Die Eibe auf der Mauer
Niemand hat sie gepflanzt, sie wächst aus eigenem Antrieb, krallt sich in die bröckelnde Mauer, schwebt zwischen Himmel und Erde, unter ihr fließt der Bach und über ihr lockt manchmal die Sonne zwischen den anderen Bäumen.
Es gibt wahrlich bessere Plätze und wenn es dereinst ans Revitalisieren des Parks geht, sind ihre Tage gezählt.
Doch das ist ihr egal. Sie trotzt den „gesellschafftlichen“ Vorgaben und klammert sich lebensfroh an ihre Ziegel und Steine.
Radiästhetisch gäb es da einiges dazu zu sagen, zu diesem Platz und das die Eibe hier nicht zufällig wächst.
Doch auch abseits der Umstände, welche die Eibe an diesen Platz gerufen haben, gibt es viel zu erzählen.
Zum Beispiel das dieser Nadelbaum zu den härtesten Hölzern zählt, was sie seit tausenden von Jahren als Nutzholz für Bögen, Speere, Musikinstrumente … prädestiniert hat.
Leider, denn in England ist sie aus diesem Grund fast nicht mehr zu finden.
Dabei ist sie hochgiftig.
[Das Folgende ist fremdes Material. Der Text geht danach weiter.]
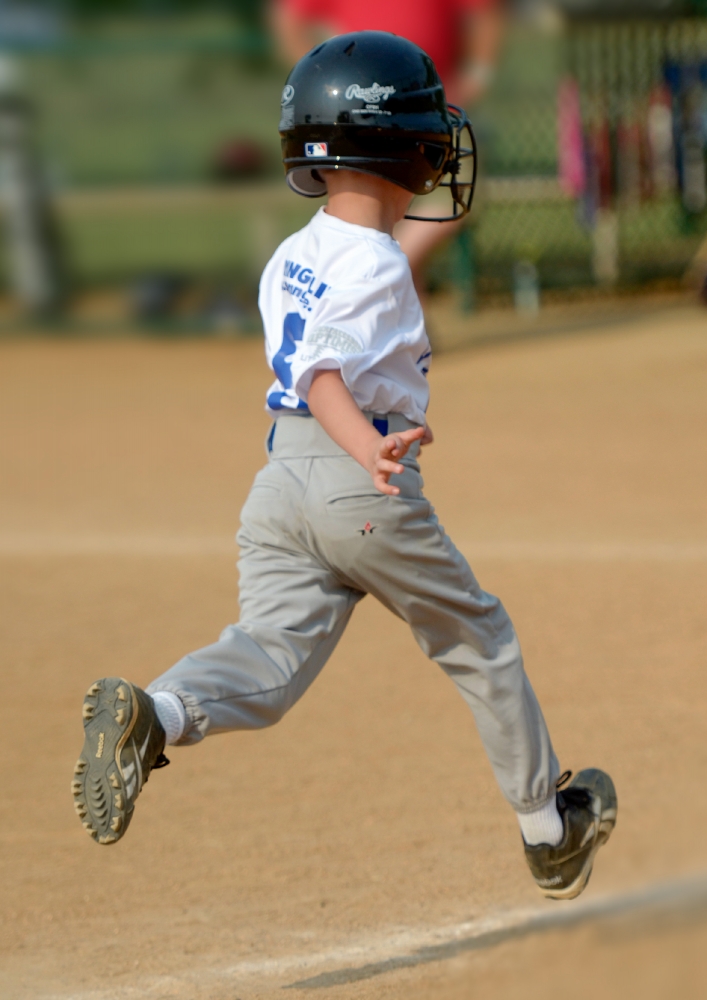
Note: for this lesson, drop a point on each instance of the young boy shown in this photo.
(339, 512)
Einzig der rote Fruchtmant um ihre Samen ist für uns Menschen und die meisten Tiere genießbar. Andererseits ist es genau dieses Gift, dass heute in der modernen Krebstherapie eingesetzt wird. Was kurz zu einem zweiten Eiben(Aus)sterben geführt hat, bis man Wege fand, den Wirkstoff synthetisch herzustellen. Und bis man auf die Idee kam, Eiben gezielt zu anzupflanzen – als Lieferanten für Holz und Medizin, aber auch zur Bodenbefestigung gegen Erosion, zum Beispiel in China.
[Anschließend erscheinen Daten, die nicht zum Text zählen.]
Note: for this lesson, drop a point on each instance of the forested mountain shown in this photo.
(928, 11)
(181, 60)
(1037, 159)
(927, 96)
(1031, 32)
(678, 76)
Gräbt man in den tiefen der Geschichte, findet man Spannendes rund um die Eibe: der älteste Speer der Menscheit besteht aus Eibenholz und auch Ötzis Bogen war aus Eibe.
Aber nicht aus dieser hier, die ist noch jung und freut sich des Lebens. Was sie hoffentlich lange tun wird, denn Eiben werden sehr, sehr alt. Die älteste bekannte soll an die 5.000 Jahre alt sein. Was uns die wohl alles erzählen könnte, wenn ihr einer zuhören würde …
Ich fürchte aber, bei dieser hier auf der alten Mauer stehen die Chancen eher schlecht, ein hohes, mythologisches Alter zu erreichen.
Aber noch steht sie, wackelt frech und vorwitzig im Wind mit den Ästen. Vielleicht grüßt sie damit ihre Kollegen, die unweit von ihr wachsen und sich auf festen Boden zusammengerottet haben. Eng, zusammengedrängt, auf Dauer sicherer.
Doch nicht mit so einem Überblick über den Park und ohne dem Nimbus der Widerstandskämpferin.
Es scheint, als würde diese Mauereibe dem kurzen, vorwitzigen Leben auf wackeligem Geländer dem langen Dasein auf festem Untergrund den Vorzug geben.
Wer´s als Gleichnis sehen will, der kanns so sehen – für mich hat es viel mit Mut zu tun.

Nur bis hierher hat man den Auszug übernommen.